Six months ago, I gave birth to my little girl. It is hard for me to believe that it has been 6 months since I was blessed with her in my life. I am so thankful for the health of all four of my children.
It is amazing how fast they grow up. They are born being completely dependent on someone they don't even recognize. She wouldn't have known me from any other woman in the world. A baby's life literally depends on their family. At birth, a baby is a spastic, uncoordinated, very flexible person. There were times she would hit herself in the face, or kick herself in her bootie. My older children found it quite hilarious that she would kick herself.
Today, she knows who I am.

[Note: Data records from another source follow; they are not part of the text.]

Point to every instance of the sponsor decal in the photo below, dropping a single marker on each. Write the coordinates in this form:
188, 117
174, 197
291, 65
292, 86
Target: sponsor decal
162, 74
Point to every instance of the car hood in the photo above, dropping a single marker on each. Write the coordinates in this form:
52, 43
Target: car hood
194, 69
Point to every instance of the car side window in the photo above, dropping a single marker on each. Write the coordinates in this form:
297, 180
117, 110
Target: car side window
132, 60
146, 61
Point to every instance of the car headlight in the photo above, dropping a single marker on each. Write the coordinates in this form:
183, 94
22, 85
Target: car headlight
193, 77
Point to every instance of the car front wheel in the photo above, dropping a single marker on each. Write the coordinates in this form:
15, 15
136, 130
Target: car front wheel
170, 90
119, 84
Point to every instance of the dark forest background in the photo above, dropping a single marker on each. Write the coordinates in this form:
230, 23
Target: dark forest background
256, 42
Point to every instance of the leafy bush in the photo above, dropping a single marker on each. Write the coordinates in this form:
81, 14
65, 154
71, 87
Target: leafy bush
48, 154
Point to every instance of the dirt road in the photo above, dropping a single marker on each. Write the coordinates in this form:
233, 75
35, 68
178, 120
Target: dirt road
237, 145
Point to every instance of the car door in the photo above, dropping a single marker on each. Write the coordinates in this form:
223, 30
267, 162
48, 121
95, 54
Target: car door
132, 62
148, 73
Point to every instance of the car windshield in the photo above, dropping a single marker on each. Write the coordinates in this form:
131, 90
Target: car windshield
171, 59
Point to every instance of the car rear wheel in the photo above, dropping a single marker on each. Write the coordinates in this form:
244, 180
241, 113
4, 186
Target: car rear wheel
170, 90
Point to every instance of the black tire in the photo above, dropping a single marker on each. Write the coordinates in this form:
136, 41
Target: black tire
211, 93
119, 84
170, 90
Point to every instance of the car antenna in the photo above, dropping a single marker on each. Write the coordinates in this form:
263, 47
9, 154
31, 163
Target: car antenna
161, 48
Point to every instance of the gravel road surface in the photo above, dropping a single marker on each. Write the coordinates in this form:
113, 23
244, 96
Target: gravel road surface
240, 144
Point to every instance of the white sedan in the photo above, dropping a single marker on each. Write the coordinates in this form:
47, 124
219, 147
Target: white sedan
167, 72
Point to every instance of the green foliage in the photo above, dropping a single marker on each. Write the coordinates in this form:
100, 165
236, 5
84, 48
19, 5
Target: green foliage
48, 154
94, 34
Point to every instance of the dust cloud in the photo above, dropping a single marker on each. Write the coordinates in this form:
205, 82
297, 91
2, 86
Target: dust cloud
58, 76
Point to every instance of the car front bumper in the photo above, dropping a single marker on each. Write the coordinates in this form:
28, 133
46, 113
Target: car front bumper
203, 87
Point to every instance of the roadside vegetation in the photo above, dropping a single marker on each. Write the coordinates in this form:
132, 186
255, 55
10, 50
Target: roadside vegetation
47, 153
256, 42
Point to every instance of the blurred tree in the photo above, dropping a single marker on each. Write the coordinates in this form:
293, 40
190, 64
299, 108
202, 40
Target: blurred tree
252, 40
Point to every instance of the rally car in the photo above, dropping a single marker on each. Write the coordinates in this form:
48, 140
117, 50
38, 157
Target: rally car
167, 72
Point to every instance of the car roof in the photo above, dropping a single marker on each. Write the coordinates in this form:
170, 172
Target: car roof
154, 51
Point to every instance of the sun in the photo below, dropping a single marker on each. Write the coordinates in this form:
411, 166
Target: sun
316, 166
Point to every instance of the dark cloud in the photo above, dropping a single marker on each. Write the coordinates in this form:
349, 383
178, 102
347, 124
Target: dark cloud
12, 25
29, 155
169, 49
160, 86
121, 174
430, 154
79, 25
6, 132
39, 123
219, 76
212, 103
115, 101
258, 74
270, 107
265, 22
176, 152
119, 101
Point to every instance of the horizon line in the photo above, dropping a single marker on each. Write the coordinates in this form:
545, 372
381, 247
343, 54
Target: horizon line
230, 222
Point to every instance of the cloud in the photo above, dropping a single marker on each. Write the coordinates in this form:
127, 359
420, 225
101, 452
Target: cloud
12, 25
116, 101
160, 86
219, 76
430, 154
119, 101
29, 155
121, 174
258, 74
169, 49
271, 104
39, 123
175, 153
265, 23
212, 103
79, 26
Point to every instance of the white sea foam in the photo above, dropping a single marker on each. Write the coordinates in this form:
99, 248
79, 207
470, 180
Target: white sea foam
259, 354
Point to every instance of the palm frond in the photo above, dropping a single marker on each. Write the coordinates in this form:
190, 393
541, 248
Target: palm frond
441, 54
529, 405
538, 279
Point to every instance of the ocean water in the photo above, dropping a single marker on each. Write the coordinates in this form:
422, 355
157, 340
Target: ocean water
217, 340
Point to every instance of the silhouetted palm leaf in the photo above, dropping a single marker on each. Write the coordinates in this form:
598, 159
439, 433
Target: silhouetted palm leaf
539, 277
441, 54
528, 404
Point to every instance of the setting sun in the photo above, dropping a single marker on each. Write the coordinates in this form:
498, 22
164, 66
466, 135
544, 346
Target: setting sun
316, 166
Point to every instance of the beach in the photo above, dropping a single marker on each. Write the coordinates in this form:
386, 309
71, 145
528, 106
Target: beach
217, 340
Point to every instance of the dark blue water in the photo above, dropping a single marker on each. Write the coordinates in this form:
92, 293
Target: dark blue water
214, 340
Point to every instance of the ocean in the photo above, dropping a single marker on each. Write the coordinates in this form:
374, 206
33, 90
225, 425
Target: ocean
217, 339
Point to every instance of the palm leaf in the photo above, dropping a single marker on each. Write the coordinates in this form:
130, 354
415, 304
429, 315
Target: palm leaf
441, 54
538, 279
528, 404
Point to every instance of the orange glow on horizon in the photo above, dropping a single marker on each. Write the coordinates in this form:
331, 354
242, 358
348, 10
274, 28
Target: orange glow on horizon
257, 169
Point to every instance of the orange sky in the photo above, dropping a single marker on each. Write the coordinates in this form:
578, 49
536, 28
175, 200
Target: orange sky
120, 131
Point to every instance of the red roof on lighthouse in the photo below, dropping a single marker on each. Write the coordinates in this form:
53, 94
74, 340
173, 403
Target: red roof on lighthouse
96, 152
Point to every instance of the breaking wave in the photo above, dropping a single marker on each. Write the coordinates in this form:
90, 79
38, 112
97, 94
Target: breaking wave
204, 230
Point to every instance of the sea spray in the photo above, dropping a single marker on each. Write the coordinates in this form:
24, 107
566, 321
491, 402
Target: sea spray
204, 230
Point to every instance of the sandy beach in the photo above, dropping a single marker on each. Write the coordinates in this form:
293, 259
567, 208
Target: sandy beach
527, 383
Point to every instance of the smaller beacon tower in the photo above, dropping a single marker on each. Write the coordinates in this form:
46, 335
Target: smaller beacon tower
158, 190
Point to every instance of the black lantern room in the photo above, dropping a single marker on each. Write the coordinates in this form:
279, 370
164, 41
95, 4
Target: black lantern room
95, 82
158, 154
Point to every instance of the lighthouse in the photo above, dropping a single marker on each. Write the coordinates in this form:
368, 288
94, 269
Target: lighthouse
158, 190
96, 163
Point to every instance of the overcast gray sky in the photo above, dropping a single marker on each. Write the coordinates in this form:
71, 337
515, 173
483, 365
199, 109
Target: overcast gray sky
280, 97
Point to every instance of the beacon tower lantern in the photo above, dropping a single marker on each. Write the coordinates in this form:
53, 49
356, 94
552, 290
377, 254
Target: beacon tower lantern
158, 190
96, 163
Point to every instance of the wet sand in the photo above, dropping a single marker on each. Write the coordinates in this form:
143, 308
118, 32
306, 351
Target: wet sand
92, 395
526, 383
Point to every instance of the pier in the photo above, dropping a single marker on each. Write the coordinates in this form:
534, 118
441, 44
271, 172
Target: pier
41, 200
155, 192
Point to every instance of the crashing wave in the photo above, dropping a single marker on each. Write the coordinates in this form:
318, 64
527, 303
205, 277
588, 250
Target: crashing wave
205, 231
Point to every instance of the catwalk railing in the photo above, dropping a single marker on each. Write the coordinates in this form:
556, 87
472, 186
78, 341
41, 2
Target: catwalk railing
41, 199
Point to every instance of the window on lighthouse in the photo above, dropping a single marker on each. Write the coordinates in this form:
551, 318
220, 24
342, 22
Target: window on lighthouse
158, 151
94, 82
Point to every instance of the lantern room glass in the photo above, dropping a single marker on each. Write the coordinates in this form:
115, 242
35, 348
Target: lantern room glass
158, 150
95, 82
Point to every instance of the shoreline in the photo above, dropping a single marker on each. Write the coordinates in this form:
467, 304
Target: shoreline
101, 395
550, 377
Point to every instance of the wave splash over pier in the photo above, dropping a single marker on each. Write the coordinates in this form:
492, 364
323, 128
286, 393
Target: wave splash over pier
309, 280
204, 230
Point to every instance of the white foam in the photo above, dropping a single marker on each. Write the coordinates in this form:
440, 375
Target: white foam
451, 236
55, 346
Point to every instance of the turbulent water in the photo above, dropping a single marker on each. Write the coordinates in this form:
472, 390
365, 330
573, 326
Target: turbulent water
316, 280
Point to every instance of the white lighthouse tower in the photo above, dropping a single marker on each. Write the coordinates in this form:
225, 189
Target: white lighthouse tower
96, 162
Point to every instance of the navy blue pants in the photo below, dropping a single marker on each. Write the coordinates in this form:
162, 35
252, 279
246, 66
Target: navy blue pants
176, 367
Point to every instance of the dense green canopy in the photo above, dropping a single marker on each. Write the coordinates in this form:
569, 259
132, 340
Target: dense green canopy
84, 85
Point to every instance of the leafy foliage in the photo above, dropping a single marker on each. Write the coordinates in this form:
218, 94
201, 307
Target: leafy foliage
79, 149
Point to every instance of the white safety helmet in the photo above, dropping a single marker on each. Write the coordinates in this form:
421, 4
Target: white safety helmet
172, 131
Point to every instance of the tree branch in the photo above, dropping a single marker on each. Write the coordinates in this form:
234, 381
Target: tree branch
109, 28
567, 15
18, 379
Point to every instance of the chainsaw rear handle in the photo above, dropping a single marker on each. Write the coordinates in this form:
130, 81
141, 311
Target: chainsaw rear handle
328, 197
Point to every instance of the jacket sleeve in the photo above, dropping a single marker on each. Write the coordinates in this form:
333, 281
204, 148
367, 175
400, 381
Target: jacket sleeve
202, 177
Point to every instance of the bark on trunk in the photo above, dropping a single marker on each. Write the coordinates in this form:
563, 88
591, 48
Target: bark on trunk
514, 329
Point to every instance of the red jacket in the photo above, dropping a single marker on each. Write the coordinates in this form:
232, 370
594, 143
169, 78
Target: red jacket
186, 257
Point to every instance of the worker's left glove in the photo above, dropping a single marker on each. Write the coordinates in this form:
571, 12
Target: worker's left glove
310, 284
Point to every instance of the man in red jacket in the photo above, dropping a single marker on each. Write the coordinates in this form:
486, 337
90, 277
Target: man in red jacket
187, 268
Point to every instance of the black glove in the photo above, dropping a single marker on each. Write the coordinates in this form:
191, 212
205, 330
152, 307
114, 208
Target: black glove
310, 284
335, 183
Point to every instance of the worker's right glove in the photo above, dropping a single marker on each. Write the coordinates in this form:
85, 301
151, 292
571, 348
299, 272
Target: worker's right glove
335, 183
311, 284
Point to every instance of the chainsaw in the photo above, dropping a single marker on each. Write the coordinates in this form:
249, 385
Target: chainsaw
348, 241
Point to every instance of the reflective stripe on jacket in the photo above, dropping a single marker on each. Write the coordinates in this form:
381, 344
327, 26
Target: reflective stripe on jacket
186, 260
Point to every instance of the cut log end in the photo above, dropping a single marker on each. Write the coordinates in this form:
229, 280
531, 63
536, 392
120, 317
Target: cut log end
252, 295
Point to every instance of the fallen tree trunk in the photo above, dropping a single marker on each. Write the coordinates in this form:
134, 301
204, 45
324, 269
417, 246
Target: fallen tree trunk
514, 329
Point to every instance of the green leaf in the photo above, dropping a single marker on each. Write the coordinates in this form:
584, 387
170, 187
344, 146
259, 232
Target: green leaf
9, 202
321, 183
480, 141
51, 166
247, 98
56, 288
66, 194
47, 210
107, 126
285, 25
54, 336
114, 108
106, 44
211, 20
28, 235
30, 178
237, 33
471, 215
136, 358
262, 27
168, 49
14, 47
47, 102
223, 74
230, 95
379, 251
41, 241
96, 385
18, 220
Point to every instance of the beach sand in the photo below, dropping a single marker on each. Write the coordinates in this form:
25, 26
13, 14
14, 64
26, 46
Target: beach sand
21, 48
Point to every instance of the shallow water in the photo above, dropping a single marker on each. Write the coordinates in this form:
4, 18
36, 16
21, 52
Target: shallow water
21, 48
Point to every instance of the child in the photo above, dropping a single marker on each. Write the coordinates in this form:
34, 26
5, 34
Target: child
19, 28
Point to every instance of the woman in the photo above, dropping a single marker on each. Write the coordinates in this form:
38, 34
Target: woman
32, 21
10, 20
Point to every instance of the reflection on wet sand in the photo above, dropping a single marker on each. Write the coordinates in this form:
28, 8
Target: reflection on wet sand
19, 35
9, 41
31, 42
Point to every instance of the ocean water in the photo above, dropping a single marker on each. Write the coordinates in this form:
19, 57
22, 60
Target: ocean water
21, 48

She isn't a fan of me leaving the room, let alone the house, without her. She will often break out in a full-fledged cry. Perhaps it is because she sees her buffet leaving. Who knows? You can already tell that she has an amazing sense of humor. Sometimes she will laugh so hard that she has to stop to take a breath. She likes to figure things out too. Yesterday, my husband came home from work and fell asleep on the couch. She was in her Bumbo seat sitting next to me. My husband started to snore, and she was leaning over in his direction just looking at him. She couldn't figure out what was wrong, or right for that matter, with her daddy, but she certainly wanted to.
My children still love to hold her. It is the first thing they want to do in the morning when they wake up. Even if she is still asleep. I love to see them with her. You can see complete love in their eyes. When she is awake, it is reciprocated. She will sometimes look at them, and they don't know it, and she will just smile so big. I enjoy seeing her, and my other three children, growing up.
As a parent, I have always wanted my children to be happy. For the most part, they always are. There are definitely those moments when they want something that they don't need, that they aren't too happy when I say no. There is also chore time which is not always a joyous time. Those are just small moments, compared to the eternal perspective.